With a total amount of over $13 billion invested in WeWork, the $47 billion valuation looked great to investors and the public. After the filing, however, the valuation dropped to $8 billion, about one sixth of the initial projection. This valuation was arrived at after its largest shareholder, SoftBank, bailed it out by taking over, offering around $10 billion. It is noteworthy that this was SoftBank, the group, and not the Vision Fund that bailed WeWork out. In total, SoftBank invested an amount of around $18.5 billion dollars in WeWork.
The CEO, Adam Neumann was asked to step down and offered an exit-package of $1.7 billion dollars. $970 million for his WeWork shares, a $185 million consulting fee, and around $500 million in credit to repay the loans he took out.
Vision Fund 2
The first Vision Fund’s success prompted SoftBank to launch a second. Even before the WeWork debacle, however, the second Vision Fund was not even early as popular as its predecessor. With Saudi Arabia’s Public Investment Fund and the Canada Pension Plan, which invested heavily in the first Fund, reluctant to invest in the second, things weren’t looking great for Vision Fund 2 from the start.
That being said, SoftBank recently announced that it would be looking to expand its portfolio with Vision Fund 2, up from 86 through the first one to around a hundred through the second, bringing the total number of companies throughout the funds to about 200.
So far, the only confirmed investor in the second Vision Fund is SoftBank itself. Reports indicate that Saudi Arabia is in talks to invest in the fund as well. While it has been a rocky road through the year, and with a few challenges yet to hit, like SoftBank’s plan to write down at least $5 billion, things could get tougher.

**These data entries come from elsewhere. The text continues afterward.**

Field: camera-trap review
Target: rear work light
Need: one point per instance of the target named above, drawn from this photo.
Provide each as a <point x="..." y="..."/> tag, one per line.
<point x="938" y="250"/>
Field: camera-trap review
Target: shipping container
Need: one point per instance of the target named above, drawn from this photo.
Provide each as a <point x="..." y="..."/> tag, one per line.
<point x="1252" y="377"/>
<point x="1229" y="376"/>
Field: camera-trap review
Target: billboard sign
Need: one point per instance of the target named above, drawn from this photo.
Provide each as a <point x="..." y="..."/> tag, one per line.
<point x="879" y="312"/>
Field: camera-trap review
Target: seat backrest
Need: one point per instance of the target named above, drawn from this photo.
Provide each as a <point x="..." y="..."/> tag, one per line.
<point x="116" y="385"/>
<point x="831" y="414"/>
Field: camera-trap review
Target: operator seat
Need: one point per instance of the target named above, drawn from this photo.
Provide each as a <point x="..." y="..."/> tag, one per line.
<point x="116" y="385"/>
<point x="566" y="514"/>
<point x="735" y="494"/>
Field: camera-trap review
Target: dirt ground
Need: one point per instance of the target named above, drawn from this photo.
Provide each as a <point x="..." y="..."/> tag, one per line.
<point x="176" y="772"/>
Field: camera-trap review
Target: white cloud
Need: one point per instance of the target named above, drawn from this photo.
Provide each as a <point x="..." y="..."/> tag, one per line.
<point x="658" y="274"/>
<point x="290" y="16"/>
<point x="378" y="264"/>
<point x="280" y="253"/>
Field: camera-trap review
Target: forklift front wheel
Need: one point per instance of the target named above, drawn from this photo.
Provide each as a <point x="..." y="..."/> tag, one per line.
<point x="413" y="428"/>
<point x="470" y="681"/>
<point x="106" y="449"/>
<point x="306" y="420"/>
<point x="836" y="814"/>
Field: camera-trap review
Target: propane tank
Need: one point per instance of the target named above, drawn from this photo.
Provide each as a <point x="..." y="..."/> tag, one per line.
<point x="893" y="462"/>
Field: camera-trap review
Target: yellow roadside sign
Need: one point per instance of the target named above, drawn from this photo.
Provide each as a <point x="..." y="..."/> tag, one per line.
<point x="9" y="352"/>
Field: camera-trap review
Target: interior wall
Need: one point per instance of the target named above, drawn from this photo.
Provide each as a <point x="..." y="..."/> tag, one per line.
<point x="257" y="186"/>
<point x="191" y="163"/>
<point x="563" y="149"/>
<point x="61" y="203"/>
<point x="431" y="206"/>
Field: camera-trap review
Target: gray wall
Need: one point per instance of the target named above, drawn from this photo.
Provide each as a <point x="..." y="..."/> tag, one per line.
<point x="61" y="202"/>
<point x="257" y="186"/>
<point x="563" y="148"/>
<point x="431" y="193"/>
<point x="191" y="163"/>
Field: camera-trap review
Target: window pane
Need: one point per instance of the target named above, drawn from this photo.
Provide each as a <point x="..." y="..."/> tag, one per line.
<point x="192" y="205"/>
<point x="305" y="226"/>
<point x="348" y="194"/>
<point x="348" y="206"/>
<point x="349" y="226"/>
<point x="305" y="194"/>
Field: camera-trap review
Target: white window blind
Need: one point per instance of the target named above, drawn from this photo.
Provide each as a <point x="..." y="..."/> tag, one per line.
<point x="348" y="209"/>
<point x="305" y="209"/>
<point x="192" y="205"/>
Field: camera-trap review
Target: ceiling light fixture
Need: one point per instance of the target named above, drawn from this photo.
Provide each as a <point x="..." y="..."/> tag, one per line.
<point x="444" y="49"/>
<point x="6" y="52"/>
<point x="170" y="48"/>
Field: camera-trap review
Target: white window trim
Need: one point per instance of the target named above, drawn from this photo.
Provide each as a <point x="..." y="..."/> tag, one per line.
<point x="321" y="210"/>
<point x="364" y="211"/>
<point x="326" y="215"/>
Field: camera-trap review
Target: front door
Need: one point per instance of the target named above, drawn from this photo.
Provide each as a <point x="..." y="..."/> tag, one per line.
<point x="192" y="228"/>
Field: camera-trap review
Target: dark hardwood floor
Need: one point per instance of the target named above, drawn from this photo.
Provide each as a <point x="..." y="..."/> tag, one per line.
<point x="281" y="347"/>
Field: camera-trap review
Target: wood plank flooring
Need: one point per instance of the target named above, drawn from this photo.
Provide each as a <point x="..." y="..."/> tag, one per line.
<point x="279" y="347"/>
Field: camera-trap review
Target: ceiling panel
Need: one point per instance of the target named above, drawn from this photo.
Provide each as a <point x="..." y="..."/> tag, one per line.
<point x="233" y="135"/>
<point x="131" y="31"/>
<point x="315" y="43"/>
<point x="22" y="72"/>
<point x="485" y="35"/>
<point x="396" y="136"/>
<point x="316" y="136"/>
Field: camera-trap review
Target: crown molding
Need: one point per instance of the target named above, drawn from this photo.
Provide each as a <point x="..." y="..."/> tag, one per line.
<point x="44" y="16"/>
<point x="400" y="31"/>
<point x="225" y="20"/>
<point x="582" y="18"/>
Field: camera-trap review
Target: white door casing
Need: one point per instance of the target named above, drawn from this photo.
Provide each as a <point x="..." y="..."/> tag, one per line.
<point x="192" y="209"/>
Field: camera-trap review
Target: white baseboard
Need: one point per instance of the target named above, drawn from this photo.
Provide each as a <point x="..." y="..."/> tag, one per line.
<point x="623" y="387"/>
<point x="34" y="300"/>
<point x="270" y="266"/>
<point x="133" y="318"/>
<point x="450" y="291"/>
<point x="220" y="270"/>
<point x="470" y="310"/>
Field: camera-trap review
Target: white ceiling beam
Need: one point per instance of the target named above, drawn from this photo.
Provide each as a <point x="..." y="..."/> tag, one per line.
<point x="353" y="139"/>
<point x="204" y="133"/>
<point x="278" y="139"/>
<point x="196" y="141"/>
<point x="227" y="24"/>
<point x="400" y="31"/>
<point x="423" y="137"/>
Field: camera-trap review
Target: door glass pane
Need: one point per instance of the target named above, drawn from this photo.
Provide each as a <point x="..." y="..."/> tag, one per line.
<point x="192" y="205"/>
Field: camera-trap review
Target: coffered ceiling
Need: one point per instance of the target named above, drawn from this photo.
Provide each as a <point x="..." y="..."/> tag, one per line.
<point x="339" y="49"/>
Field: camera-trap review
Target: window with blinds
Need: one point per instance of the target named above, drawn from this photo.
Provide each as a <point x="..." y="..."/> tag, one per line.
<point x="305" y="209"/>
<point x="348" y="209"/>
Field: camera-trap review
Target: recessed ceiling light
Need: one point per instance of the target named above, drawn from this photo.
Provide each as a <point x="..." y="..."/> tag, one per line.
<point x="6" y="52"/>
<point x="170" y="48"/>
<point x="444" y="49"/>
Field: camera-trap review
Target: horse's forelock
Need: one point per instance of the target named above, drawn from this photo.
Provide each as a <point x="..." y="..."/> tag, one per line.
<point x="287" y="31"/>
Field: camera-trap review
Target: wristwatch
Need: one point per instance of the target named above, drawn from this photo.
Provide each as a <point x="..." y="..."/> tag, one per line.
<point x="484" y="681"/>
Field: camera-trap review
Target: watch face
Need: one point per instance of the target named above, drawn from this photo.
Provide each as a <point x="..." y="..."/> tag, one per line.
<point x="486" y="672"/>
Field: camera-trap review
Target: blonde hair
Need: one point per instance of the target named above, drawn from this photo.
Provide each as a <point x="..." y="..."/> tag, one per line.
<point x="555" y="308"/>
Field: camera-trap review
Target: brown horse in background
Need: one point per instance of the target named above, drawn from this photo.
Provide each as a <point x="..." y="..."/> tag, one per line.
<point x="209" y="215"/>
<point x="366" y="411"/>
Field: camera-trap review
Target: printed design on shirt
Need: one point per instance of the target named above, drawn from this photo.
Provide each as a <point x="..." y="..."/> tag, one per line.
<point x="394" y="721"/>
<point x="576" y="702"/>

With rumours of the fund adopting a more cautious approach moving forward, and the firm’s advice to investees to focus on profitability, we might see the first Vision Fund continue to grow, and the second vision fund follows in its footsteps. 80% of $100 billion from the first Vision Fund has already been spent in this short span. Reports are already doing the rounds about what this second Vision Fund will be investing in – an application that sells medications at discounted rates and a company that is creating plant-based alternatives to meat.
The Future of the Vision Fund in India
Over the years, SoftBank has invested over $10 billion in India across sectors in companies such as Paytm, Oyo, Delhivery, and FirstCry. A few months ago, the Vision Fund was said to be looking to invest $2-4 billion in India, with a special focus on the financial services sector.